1:魔女と写真
魔女と呼ばれる、不思議な力を持つ人間たちがいる。
曰く、大地母神の夢から生み出された一族だと言われている。
名前が示す通り、男はいない。皆女だ。
彼女たちはその血に宿る魔力でもって、大なり小なり奇跡を起こすことができる。
だから男たちは、こぞって彼女たちを手に入れようと群がる。
正確には、彼女たちの血に宿る魔力を狙って。
自分の娘あるいは孫娘に、素敵な魔法が宿るかもしれないのだ。必死になって当然だろう。
しかし残念ながら、物事には例外があるわけで。
その争奪戦とは無縁の世界で、ただひたすら地味に生きている魔女もいた。
マリカ・フォンテーンもその一人であった。
マリカが住んでいるのは、兄ジェイルの家。
両親は既に他界しており、行き遅れの彼女には、他に頼る当てもない。
兄夫妻の厚意に感謝しつつ、彼女は質素に生きていた。
日々、読み古した本をお供に、日向ぼっこをして過ごす。
小さな庭の、更に小さな池のほとりに腰掛けて、静かに静かに読書をして過ごすのが彼女の趣味であり、生き甲斐なのだ。
お金もかからず、また腹も減らない。
そして誰の迷惑にもならない。それがマリカのモットーでもあった。
こうして呑気に結婚適齢期を見過ごした彼女に、周囲も苦言を漏らすでもなく、ただただ黙って見守っていた。
波乱も起きず、穏やかに流れていく月日。
時折、彼女の魔力を頼って人が訪れる以外、何の変化もない日々。
それがある日、根底から覆った。
きっかけは、一人の訪問者だった。上品な身なりの、上背のある紳士であった。
年齢は、マリカよりも少し上、だろうか。
「魔女マリカ様がいらっしゃるのは、こちらですか?」
男は人好きのする笑みで、ペンキの禿げた門戸から顔をのぞかせた。ちょうど庭に出ようとしていたマリカは鉢合わせし、思わず立ち止まった。

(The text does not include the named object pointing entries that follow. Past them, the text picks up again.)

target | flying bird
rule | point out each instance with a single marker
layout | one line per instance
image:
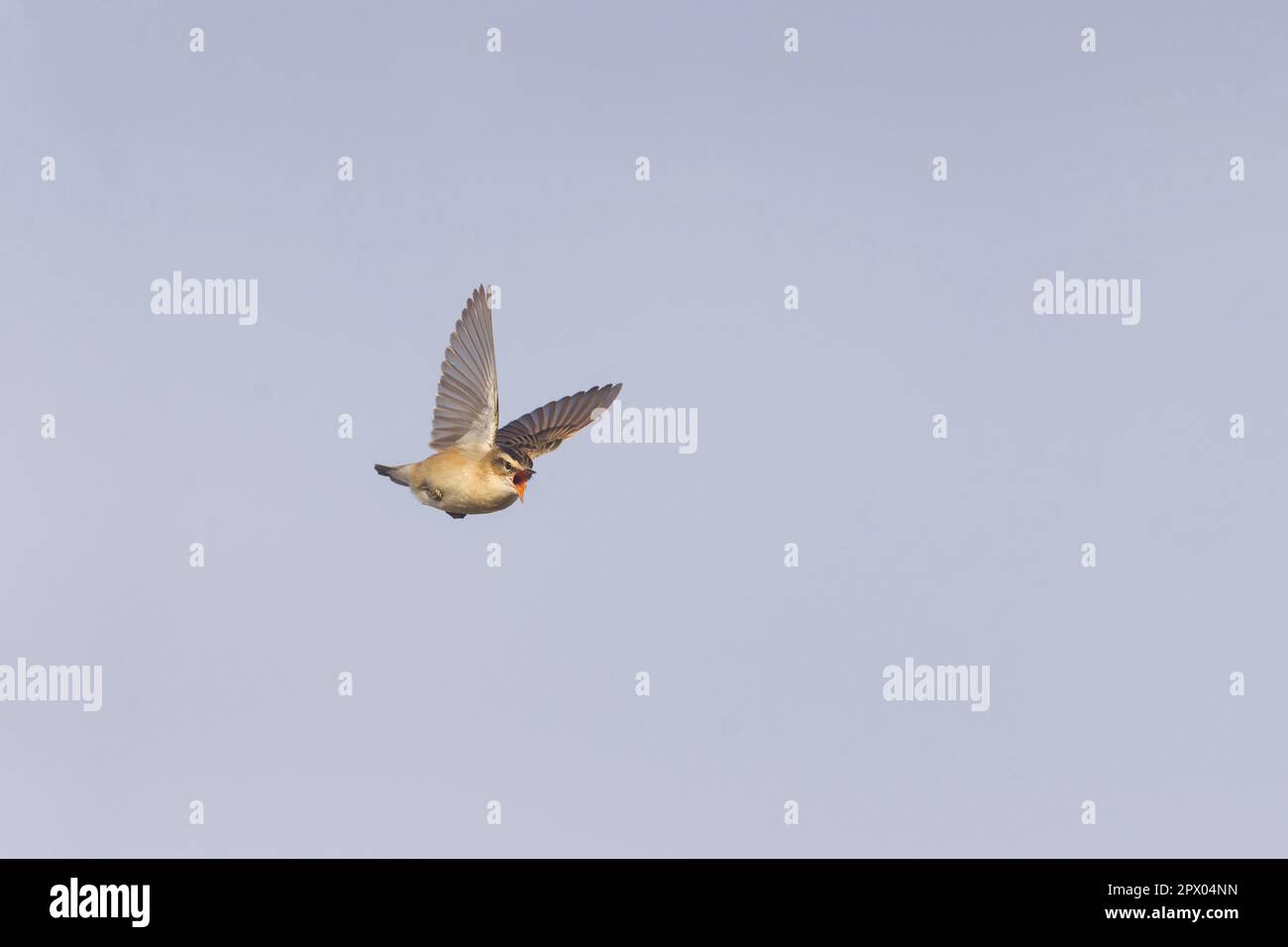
(476, 467)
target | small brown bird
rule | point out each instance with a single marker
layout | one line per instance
(478, 468)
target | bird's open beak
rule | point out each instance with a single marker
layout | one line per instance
(520, 482)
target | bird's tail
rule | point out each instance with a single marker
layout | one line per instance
(398, 474)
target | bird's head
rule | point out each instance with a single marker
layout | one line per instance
(514, 468)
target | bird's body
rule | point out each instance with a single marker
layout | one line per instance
(455, 482)
(480, 468)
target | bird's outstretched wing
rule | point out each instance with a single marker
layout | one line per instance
(467, 408)
(541, 431)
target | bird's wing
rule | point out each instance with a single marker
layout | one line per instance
(541, 431)
(467, 410)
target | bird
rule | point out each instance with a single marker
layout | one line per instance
(478, 467)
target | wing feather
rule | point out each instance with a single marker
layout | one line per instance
(541, 431)
(467, 408)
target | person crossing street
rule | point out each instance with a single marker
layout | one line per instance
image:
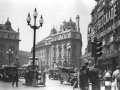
(15, 78)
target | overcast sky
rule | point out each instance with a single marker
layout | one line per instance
(54, 13)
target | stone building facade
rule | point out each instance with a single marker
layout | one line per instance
(61, 48)
(9, 40)
(105, 25)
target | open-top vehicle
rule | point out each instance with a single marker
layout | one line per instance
(66, 74)
(7, 72)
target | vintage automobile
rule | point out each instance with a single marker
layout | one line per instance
(7, 72)
(1, 74)
(54, 74)
(66, 74)
(21, 72)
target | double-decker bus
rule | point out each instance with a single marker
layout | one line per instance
(31, 61)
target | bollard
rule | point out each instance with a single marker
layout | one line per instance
(107, 85)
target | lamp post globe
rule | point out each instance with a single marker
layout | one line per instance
(35, 14)
(41, 21)
(34, 27)
(28, 19)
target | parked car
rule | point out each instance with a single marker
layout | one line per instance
(66, 74)
(7, 72)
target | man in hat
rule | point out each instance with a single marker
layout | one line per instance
(83, 79)
(115, 76)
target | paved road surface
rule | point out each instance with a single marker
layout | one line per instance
(50, 85)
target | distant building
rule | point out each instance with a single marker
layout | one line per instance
(105, 25)
(61, 48)
(23, 57)
(9, 44)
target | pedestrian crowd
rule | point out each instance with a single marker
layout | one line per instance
(96, 77)
(35, 77)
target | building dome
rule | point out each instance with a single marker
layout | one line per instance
(69, 23)
(53, 31)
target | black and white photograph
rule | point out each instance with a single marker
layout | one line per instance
(59, 44)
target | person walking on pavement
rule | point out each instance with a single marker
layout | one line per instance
(87, 72)
(94, 77)
(83, 79)
(116, 76)
(15, 78)
(44, 76)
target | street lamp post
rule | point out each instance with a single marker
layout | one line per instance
(9, 52)
(34, 28)
(68, 47)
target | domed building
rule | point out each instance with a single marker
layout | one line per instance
(61, 48)
(9, 44)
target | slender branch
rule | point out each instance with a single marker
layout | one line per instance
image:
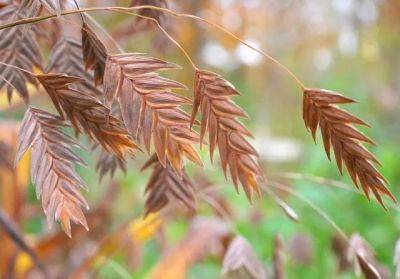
(322, 213)
(176, 14)
(18, 68)
(185, 53)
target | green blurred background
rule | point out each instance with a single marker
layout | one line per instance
(349, 46)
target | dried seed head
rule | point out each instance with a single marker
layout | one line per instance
(336, 125)
(219, 119)
(52, 167)
(66, 57)
(149, 108)
(88, 115)
(166, 185)
(19, 48)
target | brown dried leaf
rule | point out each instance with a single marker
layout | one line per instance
(88, 115)
(18, 47)
(240, 261)
(52, 167)
(109, 163)
(94, 52)
(6, 156)
(340, 248)
(219, 119)
(319, 109)
(165, 185)
(149, 108)
(66, 57)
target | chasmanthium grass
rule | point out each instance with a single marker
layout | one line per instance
(123, 104)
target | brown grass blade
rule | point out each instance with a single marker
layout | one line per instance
(19, 48)
(87, 114)
(219, 119)
(165, 185)
(338, 133)
(52, 167)
(149, 108)
(6, 156)
(240, 261)
(53, 6)
(94, 52)
(66, 57)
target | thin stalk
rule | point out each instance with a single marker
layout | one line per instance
(176, 14)
(317, 209)
(175, 42)
(18, 68)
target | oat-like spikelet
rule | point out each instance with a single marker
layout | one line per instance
(19, 48)
(149, 108)
(336, 125)
(52, 167)
(219, 118)
(165, 185)
(88, 115)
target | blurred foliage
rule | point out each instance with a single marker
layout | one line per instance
(344, 45)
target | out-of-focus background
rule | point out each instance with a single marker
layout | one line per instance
(349, 46)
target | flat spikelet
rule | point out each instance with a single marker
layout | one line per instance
(66, 57)
(165, 185)
(18, 47)
(149, 108)
(219, 118)
(52, 167)
(87, 114)
(336, 125)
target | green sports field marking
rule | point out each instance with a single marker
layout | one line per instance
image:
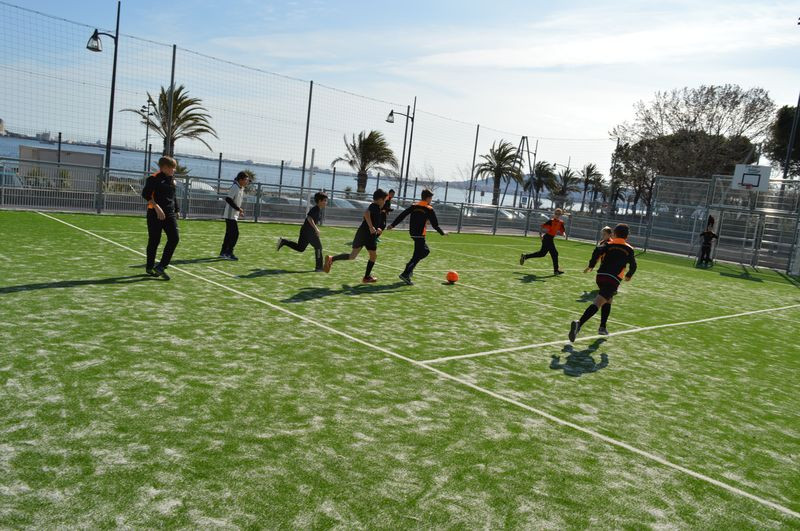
(477, 388)
(621, 332)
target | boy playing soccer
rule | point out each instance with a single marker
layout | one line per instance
(421, 213)
(708, 237)
(366, 236)
(233, 209)
(309, 232)
(615, 255)
(552, 228)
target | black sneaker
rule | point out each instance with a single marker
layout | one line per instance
(574, 328)
(161, 272)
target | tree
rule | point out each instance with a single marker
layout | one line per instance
(565, 183)
(588, 174)
(190, 120)
(503, 162)
(367, 151)
(778, 140)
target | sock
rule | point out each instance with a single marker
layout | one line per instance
(605, 311)
(590, 311)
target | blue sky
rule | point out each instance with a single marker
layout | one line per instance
(546, 69)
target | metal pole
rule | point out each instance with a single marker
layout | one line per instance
(169, 146)
(219, 173)
(308, 125)
(405, 137)
(113, 87)
(471, 191)
(410, 143)
(792, 137)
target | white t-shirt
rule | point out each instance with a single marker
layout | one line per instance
(236, 193)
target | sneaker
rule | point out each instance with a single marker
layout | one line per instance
(161, 272)
(574, 328)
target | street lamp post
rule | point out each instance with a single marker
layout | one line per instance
(146, 109)
(95, 45)
(409, 116)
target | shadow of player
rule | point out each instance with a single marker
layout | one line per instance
(580, 362)
(76, 283)
(308, 294)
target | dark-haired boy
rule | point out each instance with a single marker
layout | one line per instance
(233, 209)
(309, 232)
(615, 255)
(421, 213)
(548, 231)
(366, 236)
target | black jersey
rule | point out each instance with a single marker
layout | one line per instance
(708, 237)
(615, 255)
(160, 188)
(421, 213)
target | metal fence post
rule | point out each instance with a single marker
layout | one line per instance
(257, 210)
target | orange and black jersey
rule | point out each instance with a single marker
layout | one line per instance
(615, 255)
(421, 213)
(553, 227)
(160, 189)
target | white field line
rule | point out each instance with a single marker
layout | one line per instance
(445, 376)
(501, 294)
(621, 332)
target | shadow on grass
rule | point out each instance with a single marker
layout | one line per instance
(188, 261)
(309, 294)
(257, 273)
(527, 278)
(580, 362)
(76, 283)
(588, 296)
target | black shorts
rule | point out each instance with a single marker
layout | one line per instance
(365, 239)
(607, 286)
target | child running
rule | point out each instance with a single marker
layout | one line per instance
(233, 209)
(552, 228)
(615, 255)
(421, 213)
(309, 232)
(366, 236)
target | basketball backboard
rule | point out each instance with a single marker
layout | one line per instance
(752, 178)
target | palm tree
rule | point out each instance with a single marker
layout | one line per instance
(542, 179)
(502, 163)
(190, 120)
(566, 182)
(588, 174)
(368, 152)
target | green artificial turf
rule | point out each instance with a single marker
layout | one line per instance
(261, 394)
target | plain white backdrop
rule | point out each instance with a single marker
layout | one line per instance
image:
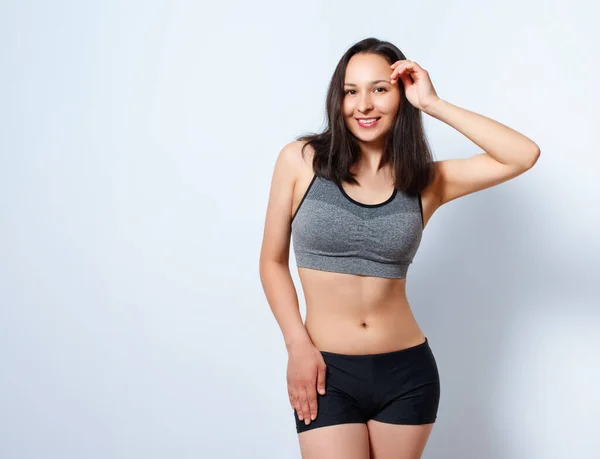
(137, 147)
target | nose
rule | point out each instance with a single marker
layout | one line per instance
(364, 104)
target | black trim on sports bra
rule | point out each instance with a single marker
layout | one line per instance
(304, 197)
(390, 199)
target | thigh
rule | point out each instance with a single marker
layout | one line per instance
(341, 441)
(397, 441)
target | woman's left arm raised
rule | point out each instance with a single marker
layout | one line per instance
(507, 153)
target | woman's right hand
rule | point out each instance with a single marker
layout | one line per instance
(305, 374)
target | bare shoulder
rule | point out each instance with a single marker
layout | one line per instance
(298, 154)
(289, 167)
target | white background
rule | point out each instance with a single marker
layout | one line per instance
(137, 145)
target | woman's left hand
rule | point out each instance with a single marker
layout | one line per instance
(417, 84)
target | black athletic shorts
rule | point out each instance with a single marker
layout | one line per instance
(399, 387)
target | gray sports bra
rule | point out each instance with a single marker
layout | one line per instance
(333, 232)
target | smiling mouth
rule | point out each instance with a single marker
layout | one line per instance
(367, 122)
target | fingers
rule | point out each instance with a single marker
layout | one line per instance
(405, 66)
(304, 404)
(321, 378)
(294, 399)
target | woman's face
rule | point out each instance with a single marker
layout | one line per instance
(368, 94)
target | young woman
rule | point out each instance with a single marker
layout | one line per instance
(362, 378)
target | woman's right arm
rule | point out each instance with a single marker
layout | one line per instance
(306, 368)
(274, 256)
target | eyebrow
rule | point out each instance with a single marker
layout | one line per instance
(372, 82)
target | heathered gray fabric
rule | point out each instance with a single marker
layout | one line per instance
(332, 232)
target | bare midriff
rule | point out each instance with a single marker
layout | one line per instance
(352, 314)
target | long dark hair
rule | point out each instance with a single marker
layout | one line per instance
(406, 148)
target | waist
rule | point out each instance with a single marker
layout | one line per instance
(353, 327)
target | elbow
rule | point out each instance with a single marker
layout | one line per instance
(533, 157)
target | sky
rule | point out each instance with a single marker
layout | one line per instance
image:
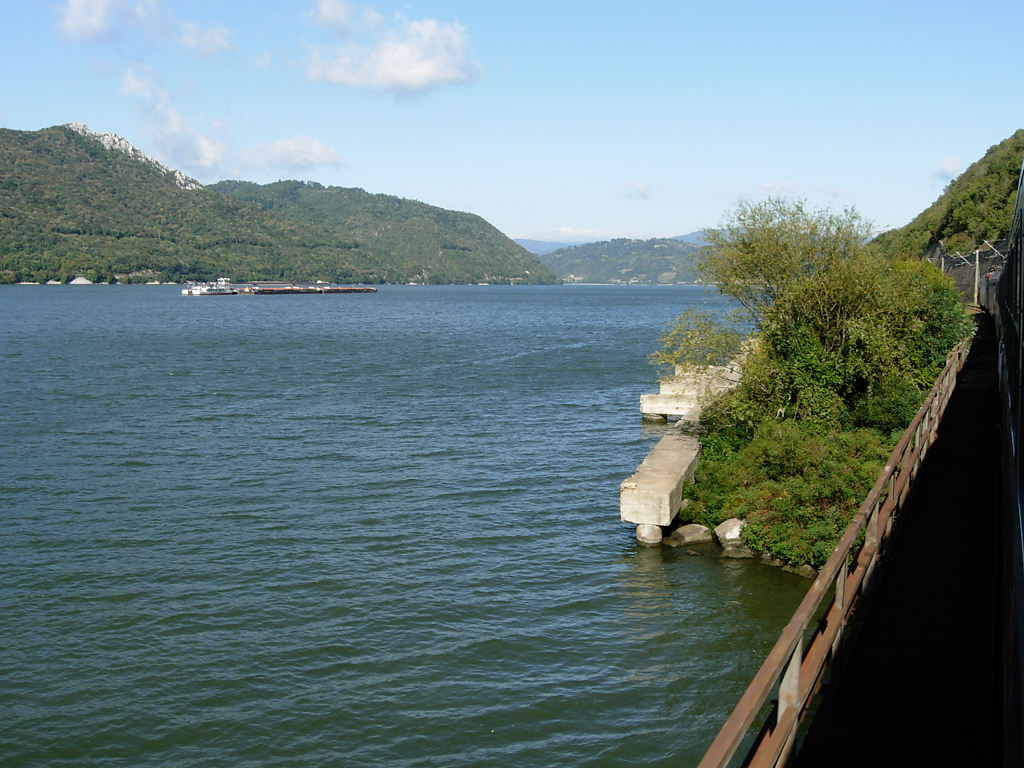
(560, 121)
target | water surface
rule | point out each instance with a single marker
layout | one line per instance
(350, 530)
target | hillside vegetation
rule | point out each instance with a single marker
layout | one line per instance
(975, 207)
(847, 343)
(70, 206)
(626, 261)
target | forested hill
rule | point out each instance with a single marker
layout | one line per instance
(623, 260)
(977, 206)
(423, 243)
(76, 203)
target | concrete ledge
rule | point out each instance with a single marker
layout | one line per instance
(654, 493)
(683, 394)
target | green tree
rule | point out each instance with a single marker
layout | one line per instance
(764, 248)
(847, 343)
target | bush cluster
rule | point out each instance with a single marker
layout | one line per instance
(847, 344)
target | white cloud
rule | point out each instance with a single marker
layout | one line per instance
(294, 154)
(948, 169)
(207, 42)
(178, 140)
(415, 56)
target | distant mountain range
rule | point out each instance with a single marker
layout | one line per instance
(544, 247)
(74, 202)
(660, 260)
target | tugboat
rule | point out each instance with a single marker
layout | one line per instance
(221, 288)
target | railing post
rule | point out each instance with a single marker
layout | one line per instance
(788, 697)
(840, 602)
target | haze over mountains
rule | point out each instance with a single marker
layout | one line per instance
(74, 202)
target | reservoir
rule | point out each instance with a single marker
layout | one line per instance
(366, 530)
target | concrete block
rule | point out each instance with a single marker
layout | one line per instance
(654, 493)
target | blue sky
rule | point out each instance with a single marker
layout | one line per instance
(553, 120)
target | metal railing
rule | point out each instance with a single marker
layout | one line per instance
(794, 674)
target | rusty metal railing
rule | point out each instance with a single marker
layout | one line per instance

表紙の擦り切れた本で顔の半分を隠し、マリカはもじもじと答える。
「はい、マリカは私ですが……」
「そりゃ良かった!」
喜色満面。男は歯を見せ、にっかりと笑う。
気持ちの良い笑みであったため、マリカもつられて小さく微笑んだ。
「私の魔法を求めて来られた方ですか?」
来訪者と言えば、それしかない。マリカは微笑んだまま尋ねる。
しかし意外にも、男は首を振った。
「いいえ、お力を借りに来たわけではありません」
「それでは?」
「あなたに、お届け物がありまして」
お届け物?
マリカは首を傾げた。それに合わせて、三つ編みに結った赤毛が揺れる。
郵便配達員にしては、彼は小ぎれい過ぎる。
まさか押し売りの類だろうか。
マリカは少し身構えた。
彼女の警戒心を見てとって、男は苦笑する。
「大丈夫ですよ。怪しい行商人の類じゃありませんから。とりあえず、この写真を見ていただけませんか? 別にやらしいものじゃないので、ご心配なく」
「はぁ……」
男が懐から取り出した写真を、おっかなびっくりのぞきこむ。
写真だけなら、まあ大丈夫だろう。
何かを売りつけられそうになったら、すぐに家へ引っ込めばいいだけの話だ。
しかしその写真も、なかなかにして奇怪だった。
ある人物──おそらく男性──を写した写真なのだが、逆光であるため、その輪郭しか分からなかった。
どこか、だだっ広い場所で撮られた写真、ということしか読み取れない。
これを見て、何を感じ取れと言うのか?
「とても無意味な、写真のようですが……」
思わず、そんな感想が漏れてしまう。
「いえいえ、無意味じゃないですよ」
しかし手を振って、男は大真面目に否定をした。
「だってこちらは、貴女のお見合い相手なんですから」
「えっ」
ぎょ、とマリカは水色の目をむいた。
のけぞる彼女を、男の凛々しい茶色の瞳がのぞきこむ。